Kent was 21 months old.
I found so many cute chick activities while searching for Easter ideas! We raise a couple hundred chickens a year here, plus we have some laying hens wandering around. Our first batch of day-old chicks arrived on April 5th. We learned all about chicks and chickens that week!
I picked up this cool life cycle of a chicken set at the Chippewa Nature Center. We used it as the basis for the week’s activities. I put some white, yellow, and orange feathers in his sensory bin. At first I added only the nest and eggs figurine. We talked about eggs and decorated an egg coloring page.
Here he is sitting in the bin of feathers!
Each day I added another figurine and talked to him about what it was. Then we laid out each day’s coloring picture and matched up them up with the figurines. We colored a hen on the fourth day and a rooster on the fifth day, even though the set only has one adult bird. He recognized rooster, hen, etc. when we used those words but I explained that the rooster is the daddy, the hen is the mama, and the chick is the baby. That made a big impression on him: now he always asks if an animal is a mama or daddy!
Who needs paintbrushes when you can just use a nest?
The chick walked on his nose…
… right after it walked through paint, apparently!
I gave him the chance to stick feathers on the paintings, on the last day, but he only added a few.
Our completed life cycle project. The adult chicken figurine had already jumped in the sink for a bath.
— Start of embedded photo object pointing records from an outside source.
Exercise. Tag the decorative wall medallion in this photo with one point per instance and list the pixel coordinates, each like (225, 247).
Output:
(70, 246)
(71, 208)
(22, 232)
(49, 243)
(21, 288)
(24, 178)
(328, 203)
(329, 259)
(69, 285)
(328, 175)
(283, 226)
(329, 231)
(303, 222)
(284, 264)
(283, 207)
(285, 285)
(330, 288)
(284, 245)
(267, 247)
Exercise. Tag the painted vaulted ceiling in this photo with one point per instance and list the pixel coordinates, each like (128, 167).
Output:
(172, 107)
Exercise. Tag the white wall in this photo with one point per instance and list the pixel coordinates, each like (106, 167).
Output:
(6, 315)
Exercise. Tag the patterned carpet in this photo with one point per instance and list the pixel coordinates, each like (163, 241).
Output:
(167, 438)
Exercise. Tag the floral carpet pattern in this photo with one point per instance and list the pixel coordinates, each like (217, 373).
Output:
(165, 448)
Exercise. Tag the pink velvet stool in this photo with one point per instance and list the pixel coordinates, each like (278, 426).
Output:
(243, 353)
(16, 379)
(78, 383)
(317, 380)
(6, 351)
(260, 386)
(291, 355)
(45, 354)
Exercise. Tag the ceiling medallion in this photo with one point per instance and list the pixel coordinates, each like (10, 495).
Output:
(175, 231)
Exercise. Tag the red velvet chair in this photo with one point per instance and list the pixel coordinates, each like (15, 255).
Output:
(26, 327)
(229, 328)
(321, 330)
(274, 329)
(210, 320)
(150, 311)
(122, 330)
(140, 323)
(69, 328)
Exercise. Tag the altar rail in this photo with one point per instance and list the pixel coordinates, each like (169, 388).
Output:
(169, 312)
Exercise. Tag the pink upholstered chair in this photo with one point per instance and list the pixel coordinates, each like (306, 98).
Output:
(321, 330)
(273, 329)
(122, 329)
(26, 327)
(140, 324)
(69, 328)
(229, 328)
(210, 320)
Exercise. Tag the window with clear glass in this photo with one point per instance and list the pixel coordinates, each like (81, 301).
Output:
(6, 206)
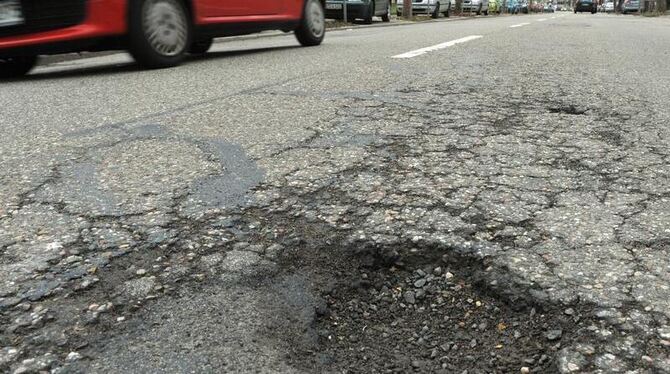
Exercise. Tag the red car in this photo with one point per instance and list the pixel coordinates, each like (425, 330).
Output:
(158, 33)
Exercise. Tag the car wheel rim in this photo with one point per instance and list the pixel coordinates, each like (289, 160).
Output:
(315, 18)
(165, 26)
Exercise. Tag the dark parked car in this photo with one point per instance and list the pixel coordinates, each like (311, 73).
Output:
(586, 6)
(523, 7)
(631, 6)
(158, 33)
(359, 9)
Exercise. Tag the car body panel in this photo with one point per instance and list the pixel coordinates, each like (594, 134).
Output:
(586, 6)
(356, 8)
(106, 20)
(427, 6)
(631, 6)
(475, 5)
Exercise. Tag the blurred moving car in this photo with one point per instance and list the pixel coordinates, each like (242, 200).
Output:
(477, 6)
(158, 33)
(585, 6)
(359, 9)
(631, 6)
(432, 7)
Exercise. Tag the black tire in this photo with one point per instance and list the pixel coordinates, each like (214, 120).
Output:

He really enjoyed this spooning activity: two terra cotta bowls, corn, and a round spoon. One bowl did get dropped and broken but I had a replacement.
Color reinforcement: matching pom pom chicks to the correct egg. I hot glued googly eyes and felt beaks on to the pom poms.
I made a chicken hand puppet in about 10 minutes with an old sock, felt, scissors, googly eyes, cardboard and hot glue. I cut a hole in the end of the sock and put cardboard inside of it for the beak shape. I was inspired by this tutorial.
He’s cuter when you’re not trying to photograph him on your own hand while holding the camera in the other.
My intent was for Kent to use the puppet and go around the house picking up pieces of “food”, i.e. balled up brown paper, with the beak. The puppet was a little awkward for his small hands so instead he picked up the food and Brian or I grabbed it out of his hands with the puppet. He thought this was hilarious and wanted to feed the chicken all week. We had fun pecking at him. 😉
We wrapped up with this cute hand print project. I colored the features on after the paint dried.
- We used the This Little Chick printable activity to review colors. We had two copies of the chicks, one cut out and one still together on pages. I read the poem and asked him to help each bird find it’s friend of the same color. The poem (in a singsong voice) really caught his interest. We completed the matching a few times throughout the week – much more than we’ve done with plain matching cards.
- We did the disappearing egg shell experiment. I poured the vinegar in the jar and had him drop the egg in. He wasn’t very happy that he didn’t get to play with it more. A couple days later I opened the jar and gave it to him to explore in the bathtub right before bath time.
Have you learned about any fun, different animals lately?